Solving Complexity and Scale Challenges

Published by cyang on

Solving Complexity and Scale Challenges: How We Saved Our Client 1,000+ Annual Hours

In 2020, we built a new performance engineering solution for a client in the video game industry that replaced their home-grown tool.

The problem they faced was their ongoing traffic load. However, it was a unique problem because they were supporting, approximately, 10,000 logins per second.

A traffic load this size required an unprecedented load test.

Additionally, a load like this was far beyond the capabilities of any commercial and open-source solution on the market.

In response, TPC developed a new customized solution that supported both HTTP and RPC protocols, created a custom framework, and trained and implemented this new framework across their ecosystem.

As software systems become more complex over time and as the number of users increases, developers need solutions and strategies to ensure that the system performs well under various load conditions and continues to exceed customer satisfaction.

The Problem

Our new client developed a home-grown performance solution years ago but was unsure how to use it correctly and without a consistent process.

They also lacked a dedicated performance engineering (PE) team of experts.

Additionally, the company required an unprecedented load test with tens of thousands of logins per second.

Their existing home-grown solution and processes simply did not meet the performance standards required.

Because there were no commercial or open-source solutions available to evaluate the system at that scale, they reached out to us in hopes to drive significant time savings, easier test executions, and launching a new internal testing paradigm for the team.

What Is Complexity and Scale of Systems?

Complexity and scale are two of the most significant challenges facing software development teams.

Complexity refers to the number of interconnected systems and the interdependencies among those systems.

Scale refers to the size of the system, the number of users, and the amount of data processed.

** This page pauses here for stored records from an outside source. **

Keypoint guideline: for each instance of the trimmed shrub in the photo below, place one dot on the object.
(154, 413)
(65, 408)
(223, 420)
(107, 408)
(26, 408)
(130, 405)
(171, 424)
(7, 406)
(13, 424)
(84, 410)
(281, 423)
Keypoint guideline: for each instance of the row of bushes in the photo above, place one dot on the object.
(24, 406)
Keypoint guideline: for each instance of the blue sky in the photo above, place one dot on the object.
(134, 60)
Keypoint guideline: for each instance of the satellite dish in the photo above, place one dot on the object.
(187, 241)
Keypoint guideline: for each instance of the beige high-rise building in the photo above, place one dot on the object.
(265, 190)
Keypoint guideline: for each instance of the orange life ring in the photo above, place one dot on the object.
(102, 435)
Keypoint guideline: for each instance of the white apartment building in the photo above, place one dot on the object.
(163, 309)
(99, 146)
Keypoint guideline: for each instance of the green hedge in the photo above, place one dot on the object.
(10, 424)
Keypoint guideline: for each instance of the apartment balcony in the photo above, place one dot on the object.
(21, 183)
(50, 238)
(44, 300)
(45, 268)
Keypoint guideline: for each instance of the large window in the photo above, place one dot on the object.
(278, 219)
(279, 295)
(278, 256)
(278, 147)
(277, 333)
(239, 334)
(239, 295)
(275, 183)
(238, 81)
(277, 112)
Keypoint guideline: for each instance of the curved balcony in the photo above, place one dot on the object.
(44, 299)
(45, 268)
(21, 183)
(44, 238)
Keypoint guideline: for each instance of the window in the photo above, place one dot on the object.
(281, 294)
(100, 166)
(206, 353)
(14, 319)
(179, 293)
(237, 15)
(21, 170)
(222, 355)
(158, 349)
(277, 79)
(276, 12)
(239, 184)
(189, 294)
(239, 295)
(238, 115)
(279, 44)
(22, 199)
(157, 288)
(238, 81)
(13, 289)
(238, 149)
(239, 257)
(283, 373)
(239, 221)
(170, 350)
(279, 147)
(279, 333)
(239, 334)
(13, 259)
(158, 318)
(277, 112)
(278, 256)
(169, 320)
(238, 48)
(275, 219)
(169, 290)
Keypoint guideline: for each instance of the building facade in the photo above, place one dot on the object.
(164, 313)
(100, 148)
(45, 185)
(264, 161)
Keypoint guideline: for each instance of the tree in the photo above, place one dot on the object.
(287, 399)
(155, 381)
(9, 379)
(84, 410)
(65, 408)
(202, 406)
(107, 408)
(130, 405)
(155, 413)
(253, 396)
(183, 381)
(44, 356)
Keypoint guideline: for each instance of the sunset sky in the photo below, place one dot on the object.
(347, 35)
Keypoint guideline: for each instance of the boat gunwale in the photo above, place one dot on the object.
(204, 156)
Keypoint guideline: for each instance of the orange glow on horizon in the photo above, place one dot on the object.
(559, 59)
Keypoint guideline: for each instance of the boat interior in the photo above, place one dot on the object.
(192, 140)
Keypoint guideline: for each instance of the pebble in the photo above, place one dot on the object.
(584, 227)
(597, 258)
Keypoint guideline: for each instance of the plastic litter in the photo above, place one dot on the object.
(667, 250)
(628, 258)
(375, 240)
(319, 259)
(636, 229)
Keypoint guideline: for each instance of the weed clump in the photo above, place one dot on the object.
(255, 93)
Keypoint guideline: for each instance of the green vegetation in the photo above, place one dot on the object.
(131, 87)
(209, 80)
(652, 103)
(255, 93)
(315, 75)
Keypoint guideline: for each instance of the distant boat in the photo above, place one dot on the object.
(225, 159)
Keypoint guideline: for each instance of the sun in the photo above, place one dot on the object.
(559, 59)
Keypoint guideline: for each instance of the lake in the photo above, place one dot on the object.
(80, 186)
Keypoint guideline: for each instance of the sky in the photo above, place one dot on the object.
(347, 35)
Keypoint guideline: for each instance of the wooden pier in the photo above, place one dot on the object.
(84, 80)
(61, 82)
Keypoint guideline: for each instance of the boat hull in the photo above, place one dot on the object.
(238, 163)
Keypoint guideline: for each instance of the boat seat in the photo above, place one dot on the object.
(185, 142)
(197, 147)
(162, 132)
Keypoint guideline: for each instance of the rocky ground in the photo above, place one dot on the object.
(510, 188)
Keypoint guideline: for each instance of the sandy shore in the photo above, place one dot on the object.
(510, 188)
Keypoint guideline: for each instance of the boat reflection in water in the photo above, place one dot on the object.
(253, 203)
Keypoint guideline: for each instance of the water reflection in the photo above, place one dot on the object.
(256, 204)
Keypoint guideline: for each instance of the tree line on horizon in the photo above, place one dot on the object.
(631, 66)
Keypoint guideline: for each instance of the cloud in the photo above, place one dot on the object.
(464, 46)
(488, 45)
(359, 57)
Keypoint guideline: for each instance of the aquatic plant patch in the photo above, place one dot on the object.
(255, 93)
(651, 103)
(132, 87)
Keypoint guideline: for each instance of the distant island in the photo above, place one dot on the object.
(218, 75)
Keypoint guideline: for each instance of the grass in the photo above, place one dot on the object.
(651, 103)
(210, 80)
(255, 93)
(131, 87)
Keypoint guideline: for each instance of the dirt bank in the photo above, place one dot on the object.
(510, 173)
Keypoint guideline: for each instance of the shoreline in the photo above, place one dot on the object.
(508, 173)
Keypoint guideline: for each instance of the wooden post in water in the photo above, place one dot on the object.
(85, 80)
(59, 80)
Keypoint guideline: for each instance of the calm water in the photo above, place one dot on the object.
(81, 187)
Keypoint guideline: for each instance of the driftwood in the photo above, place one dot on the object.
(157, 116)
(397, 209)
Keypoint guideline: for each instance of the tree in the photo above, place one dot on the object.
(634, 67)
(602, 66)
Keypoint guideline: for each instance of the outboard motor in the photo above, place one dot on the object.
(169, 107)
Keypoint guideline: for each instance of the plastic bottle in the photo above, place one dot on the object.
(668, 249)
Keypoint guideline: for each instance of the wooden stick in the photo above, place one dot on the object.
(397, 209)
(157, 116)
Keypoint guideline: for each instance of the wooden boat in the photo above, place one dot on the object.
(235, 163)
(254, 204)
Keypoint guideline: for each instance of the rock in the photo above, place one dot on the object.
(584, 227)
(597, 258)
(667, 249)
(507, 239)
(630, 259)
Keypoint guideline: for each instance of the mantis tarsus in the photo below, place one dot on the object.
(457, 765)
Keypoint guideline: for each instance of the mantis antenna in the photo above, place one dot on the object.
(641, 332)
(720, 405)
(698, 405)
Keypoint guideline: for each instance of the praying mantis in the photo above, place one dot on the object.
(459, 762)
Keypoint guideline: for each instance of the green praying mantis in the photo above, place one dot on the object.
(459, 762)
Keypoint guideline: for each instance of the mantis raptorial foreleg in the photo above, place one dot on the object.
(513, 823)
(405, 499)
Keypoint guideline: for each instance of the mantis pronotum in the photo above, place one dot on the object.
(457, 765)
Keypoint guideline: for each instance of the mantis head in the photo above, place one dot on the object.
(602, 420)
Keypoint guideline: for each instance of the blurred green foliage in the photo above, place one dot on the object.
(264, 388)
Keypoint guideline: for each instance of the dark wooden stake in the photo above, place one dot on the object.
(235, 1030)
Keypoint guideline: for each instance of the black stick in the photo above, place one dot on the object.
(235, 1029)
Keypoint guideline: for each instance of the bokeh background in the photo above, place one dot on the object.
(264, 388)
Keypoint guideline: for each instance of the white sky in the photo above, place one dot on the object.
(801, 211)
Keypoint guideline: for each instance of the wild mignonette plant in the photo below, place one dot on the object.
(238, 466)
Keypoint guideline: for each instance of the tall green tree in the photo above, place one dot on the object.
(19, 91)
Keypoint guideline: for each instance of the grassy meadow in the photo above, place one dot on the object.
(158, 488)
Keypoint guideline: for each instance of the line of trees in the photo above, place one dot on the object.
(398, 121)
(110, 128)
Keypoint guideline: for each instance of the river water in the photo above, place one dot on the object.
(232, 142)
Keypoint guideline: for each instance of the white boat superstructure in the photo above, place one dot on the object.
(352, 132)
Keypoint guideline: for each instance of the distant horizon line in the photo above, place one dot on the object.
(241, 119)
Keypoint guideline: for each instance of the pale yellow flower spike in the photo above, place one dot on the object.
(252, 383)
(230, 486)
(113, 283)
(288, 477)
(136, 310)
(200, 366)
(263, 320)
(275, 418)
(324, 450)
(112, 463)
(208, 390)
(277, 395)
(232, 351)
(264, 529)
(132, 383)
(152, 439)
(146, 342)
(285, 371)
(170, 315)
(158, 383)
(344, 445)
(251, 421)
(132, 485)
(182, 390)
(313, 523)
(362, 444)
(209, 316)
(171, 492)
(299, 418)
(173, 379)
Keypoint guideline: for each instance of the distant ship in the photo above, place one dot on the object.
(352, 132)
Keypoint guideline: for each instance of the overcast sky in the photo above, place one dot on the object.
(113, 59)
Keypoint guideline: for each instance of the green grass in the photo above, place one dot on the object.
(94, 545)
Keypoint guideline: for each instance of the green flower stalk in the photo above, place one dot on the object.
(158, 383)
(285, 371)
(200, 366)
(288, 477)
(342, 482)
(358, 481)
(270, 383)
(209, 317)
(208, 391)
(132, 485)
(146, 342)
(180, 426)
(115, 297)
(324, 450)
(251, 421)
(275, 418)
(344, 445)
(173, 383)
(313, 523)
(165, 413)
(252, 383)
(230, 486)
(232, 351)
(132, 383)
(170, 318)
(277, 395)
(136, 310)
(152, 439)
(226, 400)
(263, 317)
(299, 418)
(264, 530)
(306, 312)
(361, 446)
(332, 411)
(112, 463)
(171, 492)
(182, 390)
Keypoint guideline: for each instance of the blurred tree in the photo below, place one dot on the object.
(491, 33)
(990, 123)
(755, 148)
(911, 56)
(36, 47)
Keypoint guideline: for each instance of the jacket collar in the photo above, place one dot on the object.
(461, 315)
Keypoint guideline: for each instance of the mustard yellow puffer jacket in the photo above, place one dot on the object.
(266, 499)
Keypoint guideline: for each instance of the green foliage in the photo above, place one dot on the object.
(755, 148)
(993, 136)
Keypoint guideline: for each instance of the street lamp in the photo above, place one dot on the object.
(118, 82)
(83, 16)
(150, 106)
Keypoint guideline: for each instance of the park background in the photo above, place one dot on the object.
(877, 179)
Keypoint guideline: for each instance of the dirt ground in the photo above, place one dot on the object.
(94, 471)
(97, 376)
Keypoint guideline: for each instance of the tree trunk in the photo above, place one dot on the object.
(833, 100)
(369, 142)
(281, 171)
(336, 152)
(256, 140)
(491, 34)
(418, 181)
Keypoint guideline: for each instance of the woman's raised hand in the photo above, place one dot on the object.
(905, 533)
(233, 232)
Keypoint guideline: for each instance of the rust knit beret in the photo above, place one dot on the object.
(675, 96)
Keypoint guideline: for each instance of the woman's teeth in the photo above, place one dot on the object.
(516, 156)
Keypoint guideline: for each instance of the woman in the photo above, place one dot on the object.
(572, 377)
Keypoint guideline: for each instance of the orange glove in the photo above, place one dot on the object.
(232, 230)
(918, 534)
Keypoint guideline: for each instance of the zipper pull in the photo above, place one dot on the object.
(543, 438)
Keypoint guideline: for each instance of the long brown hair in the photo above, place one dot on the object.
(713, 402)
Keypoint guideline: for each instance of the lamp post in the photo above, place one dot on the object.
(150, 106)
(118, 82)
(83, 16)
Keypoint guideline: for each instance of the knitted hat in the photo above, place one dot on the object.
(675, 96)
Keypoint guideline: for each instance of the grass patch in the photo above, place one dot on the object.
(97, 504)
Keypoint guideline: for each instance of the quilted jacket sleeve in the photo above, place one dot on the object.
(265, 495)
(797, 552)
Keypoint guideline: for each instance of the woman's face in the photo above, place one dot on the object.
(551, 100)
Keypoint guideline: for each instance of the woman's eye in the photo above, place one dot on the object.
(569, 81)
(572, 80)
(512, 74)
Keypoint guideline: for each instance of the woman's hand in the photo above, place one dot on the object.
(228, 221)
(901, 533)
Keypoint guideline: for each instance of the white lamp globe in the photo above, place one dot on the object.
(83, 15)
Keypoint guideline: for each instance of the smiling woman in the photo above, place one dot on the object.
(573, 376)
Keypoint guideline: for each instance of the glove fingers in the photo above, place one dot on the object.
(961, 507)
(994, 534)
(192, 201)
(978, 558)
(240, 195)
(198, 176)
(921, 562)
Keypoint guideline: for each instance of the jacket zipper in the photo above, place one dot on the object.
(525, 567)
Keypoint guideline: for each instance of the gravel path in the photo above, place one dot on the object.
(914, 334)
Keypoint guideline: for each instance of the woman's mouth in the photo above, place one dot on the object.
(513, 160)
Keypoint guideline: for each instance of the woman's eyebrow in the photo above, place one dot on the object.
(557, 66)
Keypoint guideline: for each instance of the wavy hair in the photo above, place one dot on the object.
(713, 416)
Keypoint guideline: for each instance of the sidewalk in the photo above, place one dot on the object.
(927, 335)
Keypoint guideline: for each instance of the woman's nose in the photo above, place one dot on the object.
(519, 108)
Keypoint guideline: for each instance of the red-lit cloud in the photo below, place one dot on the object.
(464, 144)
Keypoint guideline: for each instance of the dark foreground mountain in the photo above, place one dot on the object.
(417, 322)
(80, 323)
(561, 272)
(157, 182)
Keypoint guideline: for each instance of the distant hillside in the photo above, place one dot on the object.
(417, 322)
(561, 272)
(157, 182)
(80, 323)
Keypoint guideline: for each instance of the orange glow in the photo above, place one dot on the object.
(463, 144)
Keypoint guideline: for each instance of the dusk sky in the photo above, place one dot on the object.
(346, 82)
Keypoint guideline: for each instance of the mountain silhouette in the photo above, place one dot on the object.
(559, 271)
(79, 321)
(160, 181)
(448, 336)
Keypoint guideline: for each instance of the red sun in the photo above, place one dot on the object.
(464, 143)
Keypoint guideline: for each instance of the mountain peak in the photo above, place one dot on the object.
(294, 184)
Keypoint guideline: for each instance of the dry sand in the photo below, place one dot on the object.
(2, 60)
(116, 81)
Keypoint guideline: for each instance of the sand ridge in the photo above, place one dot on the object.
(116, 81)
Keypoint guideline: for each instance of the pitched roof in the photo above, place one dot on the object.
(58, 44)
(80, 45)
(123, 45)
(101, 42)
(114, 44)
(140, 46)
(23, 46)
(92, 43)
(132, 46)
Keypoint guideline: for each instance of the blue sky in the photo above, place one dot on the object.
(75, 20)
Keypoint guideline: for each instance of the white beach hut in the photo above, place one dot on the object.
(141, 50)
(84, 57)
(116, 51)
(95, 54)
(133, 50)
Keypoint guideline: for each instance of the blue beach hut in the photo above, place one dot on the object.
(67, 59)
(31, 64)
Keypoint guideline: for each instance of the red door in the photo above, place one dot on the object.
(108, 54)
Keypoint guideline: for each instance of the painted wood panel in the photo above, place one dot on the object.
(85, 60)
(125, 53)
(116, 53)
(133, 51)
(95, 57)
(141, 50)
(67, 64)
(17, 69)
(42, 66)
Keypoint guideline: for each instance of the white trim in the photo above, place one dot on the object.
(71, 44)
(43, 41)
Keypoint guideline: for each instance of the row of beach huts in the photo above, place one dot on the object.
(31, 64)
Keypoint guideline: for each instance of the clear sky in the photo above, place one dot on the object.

Software systems tend to become more complex over time for one reason or another. This is due to multiple factors, such as:

Interactions between multiple systems within or outside the organization via microservices
Multi cloud provider environments
Hybrid environments
Large computing resources, serverless solutions like AWS lambda, Azure functions, queuing systems like SQS, non-SQL databases like DynamoDB and cosmos DB
Autoscaling of resources, implementation of monitoring systems like Azure application insights, AWS cloud watch, Datadog, or other APM systems

As the number of users increases and consumer expectations remain the same. In this case, they expect a best-in-class customer experience.

Our client’s developers needed the processes, solutions, and strategies to ensure that their system performed well under various load conditions.

Challenge #1: Unprecedented Load Test

The client required simulation of traffic for launches and regular volumes, using 10K logins/sec and 10M concurrent users.

Traffic was mainly RPC.

Two problems emerged:

No available performance testing environment
No off-the-shelf tool to support concurrent users with RPC protocol

Creating a performance testing environment was challenging due to the high cost and size of infrastructure needed.

Integration with other large systems for authentication, microservices, loyalty data, and social features would also be required. There would also be implications involving licensing costs and effort.

We decided not to create a performance testing environment due to the abhorrent cost and effort required to build and scale all systems.

Instead, we chose to use production as the environment.

Although not usually recommended, in this case, it was the right choice. This was one of the more complex environments we’ve seen from a performance standpoint.

The client built a custom tool for the second issue. However, it had limited features and couldn’t cover the complete testing scope.

A multi-point performance testing tools analysis was done for market tools and the client’s custom tool. Results showed the custom tool was needed based on their business requirements and internal technical capabilities.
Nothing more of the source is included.